Good Day World!
Florida is a state where people will stick just about anything in their pants — if they're even wearing them at all!
Eliot Kleinberg, a Palm Beach Post reporter who is the original weird Florida archivist in what now seems to be a popular trend, says he often issues the challenge to anyone to prove another state is weirder and he's never lost an argument.
"The world has come to acknowledge Florida's weirdness. It is no longer a debate," said Kleinberg, who published Weird Florida in 1998 and Weird Florida II — A State of Shock in 2006.
It's the state where the annual Chumuckla Redneck Christmas Parade was canceled because — big surprise — attendees kept drinking too much in previous years.

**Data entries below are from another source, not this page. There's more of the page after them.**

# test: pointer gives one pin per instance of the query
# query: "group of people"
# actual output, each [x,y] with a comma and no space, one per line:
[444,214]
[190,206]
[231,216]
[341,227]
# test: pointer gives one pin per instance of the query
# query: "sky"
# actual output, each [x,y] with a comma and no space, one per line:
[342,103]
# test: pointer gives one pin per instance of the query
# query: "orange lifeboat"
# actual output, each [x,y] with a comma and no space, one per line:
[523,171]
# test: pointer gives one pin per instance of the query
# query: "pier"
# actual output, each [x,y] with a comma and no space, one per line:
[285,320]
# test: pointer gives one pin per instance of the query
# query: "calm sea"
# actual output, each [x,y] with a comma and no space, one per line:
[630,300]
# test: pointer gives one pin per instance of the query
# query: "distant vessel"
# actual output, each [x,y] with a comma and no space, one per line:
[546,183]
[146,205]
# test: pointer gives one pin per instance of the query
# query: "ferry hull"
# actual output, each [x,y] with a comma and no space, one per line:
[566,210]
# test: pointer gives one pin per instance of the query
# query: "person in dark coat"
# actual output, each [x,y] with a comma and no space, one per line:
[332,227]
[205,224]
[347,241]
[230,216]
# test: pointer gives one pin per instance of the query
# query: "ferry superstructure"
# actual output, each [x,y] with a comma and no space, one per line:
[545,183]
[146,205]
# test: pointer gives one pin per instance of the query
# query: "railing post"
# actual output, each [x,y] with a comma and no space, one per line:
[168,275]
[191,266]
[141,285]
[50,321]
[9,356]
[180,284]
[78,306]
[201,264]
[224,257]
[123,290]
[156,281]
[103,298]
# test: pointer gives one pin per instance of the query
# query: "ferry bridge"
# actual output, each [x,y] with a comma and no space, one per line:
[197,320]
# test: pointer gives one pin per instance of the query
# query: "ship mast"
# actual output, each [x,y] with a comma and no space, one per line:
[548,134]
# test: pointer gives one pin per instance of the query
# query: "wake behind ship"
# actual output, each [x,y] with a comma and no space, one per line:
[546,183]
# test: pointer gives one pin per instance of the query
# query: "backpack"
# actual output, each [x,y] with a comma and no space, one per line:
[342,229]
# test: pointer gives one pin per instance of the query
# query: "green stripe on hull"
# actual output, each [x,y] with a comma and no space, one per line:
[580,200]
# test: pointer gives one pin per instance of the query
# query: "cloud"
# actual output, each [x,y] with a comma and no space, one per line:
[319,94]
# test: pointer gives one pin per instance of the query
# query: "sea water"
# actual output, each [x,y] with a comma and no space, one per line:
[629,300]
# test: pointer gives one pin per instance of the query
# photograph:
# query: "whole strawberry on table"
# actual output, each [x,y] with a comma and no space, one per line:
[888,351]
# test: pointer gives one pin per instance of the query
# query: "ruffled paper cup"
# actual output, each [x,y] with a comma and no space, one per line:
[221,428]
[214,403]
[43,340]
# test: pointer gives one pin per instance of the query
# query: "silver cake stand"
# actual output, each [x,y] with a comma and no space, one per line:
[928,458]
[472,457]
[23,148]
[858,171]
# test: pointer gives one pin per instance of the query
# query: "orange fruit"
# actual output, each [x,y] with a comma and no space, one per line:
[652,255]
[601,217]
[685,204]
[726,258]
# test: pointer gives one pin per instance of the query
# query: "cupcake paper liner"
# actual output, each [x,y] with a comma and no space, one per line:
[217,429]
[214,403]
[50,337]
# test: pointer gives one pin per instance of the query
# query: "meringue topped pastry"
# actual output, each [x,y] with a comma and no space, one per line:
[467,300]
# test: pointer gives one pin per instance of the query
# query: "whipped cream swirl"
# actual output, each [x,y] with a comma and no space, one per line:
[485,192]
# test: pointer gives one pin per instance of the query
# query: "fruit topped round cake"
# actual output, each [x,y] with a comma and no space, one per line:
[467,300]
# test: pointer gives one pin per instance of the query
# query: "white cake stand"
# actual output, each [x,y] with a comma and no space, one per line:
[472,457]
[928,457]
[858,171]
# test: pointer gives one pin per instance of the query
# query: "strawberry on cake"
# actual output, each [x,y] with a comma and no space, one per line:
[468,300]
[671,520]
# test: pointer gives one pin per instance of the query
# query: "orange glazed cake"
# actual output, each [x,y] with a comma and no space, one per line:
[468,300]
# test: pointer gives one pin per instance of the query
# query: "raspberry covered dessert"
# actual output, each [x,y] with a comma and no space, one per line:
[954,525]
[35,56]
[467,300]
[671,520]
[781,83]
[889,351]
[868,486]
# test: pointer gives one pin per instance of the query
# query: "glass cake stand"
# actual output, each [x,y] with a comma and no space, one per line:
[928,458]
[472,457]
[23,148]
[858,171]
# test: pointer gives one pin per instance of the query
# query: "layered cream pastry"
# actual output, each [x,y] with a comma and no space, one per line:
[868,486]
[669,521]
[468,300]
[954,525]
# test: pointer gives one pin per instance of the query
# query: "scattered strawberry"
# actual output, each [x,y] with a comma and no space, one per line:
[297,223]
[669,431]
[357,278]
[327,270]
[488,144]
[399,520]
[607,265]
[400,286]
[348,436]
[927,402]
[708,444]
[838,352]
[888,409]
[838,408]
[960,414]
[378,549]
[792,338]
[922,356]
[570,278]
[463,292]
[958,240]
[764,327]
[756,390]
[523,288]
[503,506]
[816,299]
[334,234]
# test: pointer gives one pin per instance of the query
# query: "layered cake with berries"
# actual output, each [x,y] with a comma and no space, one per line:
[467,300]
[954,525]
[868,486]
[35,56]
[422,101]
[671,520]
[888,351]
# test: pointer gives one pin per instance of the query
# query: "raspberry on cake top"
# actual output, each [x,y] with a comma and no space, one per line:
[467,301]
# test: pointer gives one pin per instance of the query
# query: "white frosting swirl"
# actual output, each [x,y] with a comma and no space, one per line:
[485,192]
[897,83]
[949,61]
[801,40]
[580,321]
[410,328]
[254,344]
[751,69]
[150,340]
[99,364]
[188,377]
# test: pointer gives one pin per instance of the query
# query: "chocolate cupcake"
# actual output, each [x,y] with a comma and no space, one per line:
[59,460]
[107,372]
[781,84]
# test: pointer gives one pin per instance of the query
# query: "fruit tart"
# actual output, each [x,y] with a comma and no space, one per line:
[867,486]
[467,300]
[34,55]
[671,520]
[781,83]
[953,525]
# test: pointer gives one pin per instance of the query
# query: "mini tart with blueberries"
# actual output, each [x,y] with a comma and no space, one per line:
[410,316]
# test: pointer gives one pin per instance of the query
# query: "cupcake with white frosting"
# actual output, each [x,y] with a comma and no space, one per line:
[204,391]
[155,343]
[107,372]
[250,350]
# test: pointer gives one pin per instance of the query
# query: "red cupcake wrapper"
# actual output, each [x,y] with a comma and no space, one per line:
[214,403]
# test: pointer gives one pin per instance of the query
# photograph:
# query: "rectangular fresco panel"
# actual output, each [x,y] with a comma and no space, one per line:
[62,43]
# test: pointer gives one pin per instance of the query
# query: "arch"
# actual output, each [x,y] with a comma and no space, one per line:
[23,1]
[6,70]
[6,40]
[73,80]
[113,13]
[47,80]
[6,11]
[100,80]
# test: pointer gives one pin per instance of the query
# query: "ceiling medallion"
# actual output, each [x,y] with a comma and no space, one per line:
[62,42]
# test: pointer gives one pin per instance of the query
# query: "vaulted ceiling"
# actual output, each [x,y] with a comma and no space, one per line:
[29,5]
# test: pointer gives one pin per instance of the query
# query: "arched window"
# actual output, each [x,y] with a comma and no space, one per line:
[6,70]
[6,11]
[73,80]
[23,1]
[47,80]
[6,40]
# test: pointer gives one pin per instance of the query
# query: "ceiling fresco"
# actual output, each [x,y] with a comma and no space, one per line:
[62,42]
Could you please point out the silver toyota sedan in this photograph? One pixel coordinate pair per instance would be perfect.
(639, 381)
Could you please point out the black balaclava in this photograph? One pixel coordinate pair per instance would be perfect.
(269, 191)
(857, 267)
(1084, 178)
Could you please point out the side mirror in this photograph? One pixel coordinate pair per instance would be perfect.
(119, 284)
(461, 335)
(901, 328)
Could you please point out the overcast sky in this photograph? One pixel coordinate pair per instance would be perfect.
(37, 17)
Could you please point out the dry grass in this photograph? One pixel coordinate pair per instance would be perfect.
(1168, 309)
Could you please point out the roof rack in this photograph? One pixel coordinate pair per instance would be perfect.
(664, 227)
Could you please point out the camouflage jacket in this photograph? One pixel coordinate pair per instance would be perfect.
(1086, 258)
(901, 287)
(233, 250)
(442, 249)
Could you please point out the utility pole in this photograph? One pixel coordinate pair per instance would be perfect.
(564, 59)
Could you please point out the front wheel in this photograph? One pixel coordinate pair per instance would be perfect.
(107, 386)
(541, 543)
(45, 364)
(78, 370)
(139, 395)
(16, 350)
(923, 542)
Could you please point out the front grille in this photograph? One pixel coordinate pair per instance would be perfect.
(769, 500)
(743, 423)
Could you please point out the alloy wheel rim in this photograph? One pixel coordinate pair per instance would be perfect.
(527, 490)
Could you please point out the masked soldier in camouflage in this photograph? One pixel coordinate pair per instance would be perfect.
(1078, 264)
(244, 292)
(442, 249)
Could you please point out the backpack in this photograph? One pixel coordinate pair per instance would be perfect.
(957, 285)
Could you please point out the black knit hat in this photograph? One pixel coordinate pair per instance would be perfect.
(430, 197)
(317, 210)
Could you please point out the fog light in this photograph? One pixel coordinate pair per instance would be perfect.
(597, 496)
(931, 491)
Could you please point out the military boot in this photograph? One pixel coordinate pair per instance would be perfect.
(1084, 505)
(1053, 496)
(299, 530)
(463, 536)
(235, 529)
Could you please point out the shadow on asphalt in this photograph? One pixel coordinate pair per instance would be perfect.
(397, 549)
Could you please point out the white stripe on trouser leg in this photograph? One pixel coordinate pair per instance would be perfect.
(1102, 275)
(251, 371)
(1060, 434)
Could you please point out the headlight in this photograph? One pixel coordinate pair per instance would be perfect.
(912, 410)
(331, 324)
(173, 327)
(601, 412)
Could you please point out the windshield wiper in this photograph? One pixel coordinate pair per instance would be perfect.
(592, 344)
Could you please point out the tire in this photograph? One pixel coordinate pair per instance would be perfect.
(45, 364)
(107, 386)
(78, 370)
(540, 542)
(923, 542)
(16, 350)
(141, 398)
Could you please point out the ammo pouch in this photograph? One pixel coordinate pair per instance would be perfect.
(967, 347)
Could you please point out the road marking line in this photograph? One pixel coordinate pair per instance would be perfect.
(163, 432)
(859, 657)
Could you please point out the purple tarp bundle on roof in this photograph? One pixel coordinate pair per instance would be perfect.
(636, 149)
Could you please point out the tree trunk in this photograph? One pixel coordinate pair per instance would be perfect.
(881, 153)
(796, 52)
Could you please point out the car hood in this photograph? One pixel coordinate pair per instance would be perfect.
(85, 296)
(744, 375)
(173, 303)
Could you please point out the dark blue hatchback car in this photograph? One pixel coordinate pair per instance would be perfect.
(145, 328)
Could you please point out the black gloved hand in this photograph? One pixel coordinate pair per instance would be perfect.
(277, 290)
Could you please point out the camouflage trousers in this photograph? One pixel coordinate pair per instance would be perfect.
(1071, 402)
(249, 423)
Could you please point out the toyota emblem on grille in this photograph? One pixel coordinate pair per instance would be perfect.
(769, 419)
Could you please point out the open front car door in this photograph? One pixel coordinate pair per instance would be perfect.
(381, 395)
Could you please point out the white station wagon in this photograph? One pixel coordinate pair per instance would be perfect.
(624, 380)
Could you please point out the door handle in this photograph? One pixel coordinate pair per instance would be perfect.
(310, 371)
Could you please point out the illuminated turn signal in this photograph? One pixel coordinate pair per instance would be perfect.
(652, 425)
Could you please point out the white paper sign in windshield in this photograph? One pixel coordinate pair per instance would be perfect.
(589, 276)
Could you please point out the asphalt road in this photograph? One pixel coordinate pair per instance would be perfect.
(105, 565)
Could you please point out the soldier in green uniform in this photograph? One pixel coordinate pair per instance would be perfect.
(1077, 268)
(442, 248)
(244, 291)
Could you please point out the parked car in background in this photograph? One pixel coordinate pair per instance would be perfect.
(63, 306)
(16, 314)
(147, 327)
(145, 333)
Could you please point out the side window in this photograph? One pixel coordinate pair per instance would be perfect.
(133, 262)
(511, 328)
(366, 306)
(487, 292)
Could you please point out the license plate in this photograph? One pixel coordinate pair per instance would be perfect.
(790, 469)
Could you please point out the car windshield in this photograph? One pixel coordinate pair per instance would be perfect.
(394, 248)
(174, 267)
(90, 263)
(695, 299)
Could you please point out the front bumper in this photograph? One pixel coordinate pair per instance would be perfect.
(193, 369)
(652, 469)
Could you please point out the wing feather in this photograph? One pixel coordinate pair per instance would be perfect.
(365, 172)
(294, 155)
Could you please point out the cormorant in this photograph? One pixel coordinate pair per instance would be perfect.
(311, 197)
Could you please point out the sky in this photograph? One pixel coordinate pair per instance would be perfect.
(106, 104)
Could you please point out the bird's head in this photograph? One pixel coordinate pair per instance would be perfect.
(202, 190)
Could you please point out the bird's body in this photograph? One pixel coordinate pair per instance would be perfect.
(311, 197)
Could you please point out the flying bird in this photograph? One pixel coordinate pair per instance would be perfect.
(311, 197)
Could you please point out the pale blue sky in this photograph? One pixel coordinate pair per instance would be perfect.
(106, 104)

And it's the state where a woman wearing a Catholic Warrior shirt was charged with criminal mischief after damaging a Satanic Temple holiday display at the Capitol. A security camera picked up the offense.
Which is different than the tantrum picked up by a Tampa-area McDonald's security camera: a woman walking behind the counter wearing nothing but a thong overturning equipment, throwing food, and eating ice cream and French fries.
Three naked men were caught on a security camera breaking into a Bonita Springs restaurant and stealing 60 hamburgers, three pounds of bacon, three red peppers and a paddleboard.
Even when Floridians kept their pants on, they stuffed odd things in them, especially in DeLand, where a woman was charged with stealing seven frozen lobster tails she stuffed down her pants and a Wal-Mart security guard caught a man with two packages of cow tongue in his pants.
There was also a man in Port St. Lucie who stole a chain saw by sticking it in his pants.
That wasn't the only dangerous thing found in people's pants. A corrections officer reaching for cash at a Fort Lauderdale restaurant accidently fired his gun. The bullet shattered when it hit the floor and fragments hit a dozen people.